Do adult children in Switzerland have to support their parents financially?

Usually, it is the parents’ responsibility to ensure their kids are well taken care of financially. But can Swiss authorities force the children to return the favour in times of need?

Do adult children in Switzerland have to support their parents financially?

In most cases, once children are grown up and out of the house, they are (or at least should be) self-sufficient in terms of finances.

Parents too should breathe a sigh of relief that they are no longer obligated to pay for their children’s expenses, except perhaps for giving them some money here and there as a gift.

This is what happens in the best-case scenario.

But what if things don’t go according to this plan — for instance, if the parents find themselves in financial straits and can’t  afford to pay their bills?

Family obligations

Generally speaking, the truly needy people who don’t have enough income to pay for their basic living expenses will receive financial help from the government, in the very least in the form of the health insurance and housing subsidy.

READ ALSO: Can I get financial help in Switzerland if I’m struggling to pay the bills?

However, before doling out public money, authorities will see whether relatives should be made to help the struggling individuals pay their bills.

(In this context, ‘relatives’ means only those in the direct line of descent: grandparents, parents, and children.)

They will do it by checking the tax status of these relatives — how much they earn and what other financial assets they have — to determine whether, and how much, they should be paying toward their parents’ expenses.

Obviously, you will be expected to pay up only if your own financial situation allows it; you will not be forced to part with your money if you have very little of it yourself.

 ‘Favourable financial circumstaces’

Based on a Federal Court ruling, if the adult child  lives in ‘favourable financial circumstances’ they are required to help out their struggling parents.

The Court defined ‘favourable financial circumstances’ as income and assets allowing a comfortable life.

‘Comfortable life’, in turn, was defined by the Swiss Conference for Social Welfare (SKOS), as a taxable annual income of 120,000 francs for a single person, and 180,000 francs for married couples.

“If you have minors in your household, the limit is increased by 20,000 francs per child,” according to AXA insurance.

It goes on to say that you can deduct an exempt amount from your taxable assets.

“Your annual depletion of assets is deducted from the remaining amount.
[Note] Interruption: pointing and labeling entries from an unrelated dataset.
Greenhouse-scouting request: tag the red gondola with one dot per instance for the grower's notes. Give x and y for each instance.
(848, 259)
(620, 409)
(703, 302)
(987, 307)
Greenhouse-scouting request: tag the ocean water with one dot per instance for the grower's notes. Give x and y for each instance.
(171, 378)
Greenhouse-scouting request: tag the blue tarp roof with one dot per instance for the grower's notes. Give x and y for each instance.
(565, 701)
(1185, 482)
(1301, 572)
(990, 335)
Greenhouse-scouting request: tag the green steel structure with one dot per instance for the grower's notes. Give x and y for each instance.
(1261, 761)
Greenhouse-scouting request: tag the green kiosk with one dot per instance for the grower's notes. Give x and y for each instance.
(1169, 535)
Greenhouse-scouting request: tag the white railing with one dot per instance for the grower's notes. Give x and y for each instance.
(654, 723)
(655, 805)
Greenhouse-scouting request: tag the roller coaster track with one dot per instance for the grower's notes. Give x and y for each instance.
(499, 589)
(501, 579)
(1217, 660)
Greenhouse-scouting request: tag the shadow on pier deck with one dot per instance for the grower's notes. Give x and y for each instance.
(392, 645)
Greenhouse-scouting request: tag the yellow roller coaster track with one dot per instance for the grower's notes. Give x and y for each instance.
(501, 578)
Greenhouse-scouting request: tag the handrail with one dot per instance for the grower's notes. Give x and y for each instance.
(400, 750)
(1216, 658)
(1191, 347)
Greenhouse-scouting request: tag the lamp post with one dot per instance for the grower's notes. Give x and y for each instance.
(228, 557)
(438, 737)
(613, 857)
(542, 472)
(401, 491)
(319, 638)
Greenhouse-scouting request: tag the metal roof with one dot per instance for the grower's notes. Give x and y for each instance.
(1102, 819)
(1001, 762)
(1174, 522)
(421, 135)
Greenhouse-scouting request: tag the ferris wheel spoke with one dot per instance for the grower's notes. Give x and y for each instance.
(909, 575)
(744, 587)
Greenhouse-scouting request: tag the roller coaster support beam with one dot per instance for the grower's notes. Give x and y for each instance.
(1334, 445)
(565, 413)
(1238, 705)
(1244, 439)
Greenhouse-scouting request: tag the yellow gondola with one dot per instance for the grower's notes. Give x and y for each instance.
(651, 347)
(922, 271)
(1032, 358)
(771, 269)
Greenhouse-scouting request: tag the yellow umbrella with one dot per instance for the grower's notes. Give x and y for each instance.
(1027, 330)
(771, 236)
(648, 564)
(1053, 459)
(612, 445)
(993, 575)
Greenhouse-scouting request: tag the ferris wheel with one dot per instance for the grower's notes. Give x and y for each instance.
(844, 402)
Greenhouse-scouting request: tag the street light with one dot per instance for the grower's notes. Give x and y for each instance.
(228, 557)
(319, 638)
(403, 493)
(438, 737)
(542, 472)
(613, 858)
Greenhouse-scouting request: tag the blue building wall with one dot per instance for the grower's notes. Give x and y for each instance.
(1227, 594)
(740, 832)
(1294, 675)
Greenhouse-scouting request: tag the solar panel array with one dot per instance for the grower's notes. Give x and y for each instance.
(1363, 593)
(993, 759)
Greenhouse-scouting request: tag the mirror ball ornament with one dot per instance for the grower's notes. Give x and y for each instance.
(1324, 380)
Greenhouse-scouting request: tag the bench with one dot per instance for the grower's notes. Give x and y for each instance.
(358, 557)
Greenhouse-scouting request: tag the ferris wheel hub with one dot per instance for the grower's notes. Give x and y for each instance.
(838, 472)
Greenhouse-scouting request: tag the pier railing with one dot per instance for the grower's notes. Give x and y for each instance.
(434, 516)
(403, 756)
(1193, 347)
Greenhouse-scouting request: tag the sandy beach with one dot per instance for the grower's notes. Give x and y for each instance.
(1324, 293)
This means that if you are obligated to provide financial support, you are permitted to use part of your assets yourself each year; you don’t have to devote your entire assets to providing support.”

At between 18 and 30 years of age, this is 1/60th per year; from 31 to 40, 1/50th per year; 41 to 50, 1/40th per year; 51 to 60, 1/30th per year; and from the age of 61,1/20th per year. 

Are there any exemptions to these rules?

Aside from not having sufficient funds, you could be exempted from paying if, say, your parents, or parent, have not lived up to their own financial obligations toward you.

In Switzerland, parents are required to  provide financially for their children until the age of majority, and even beyond that if they are still studying or undergoing vocational training — typically, until the mid-20s.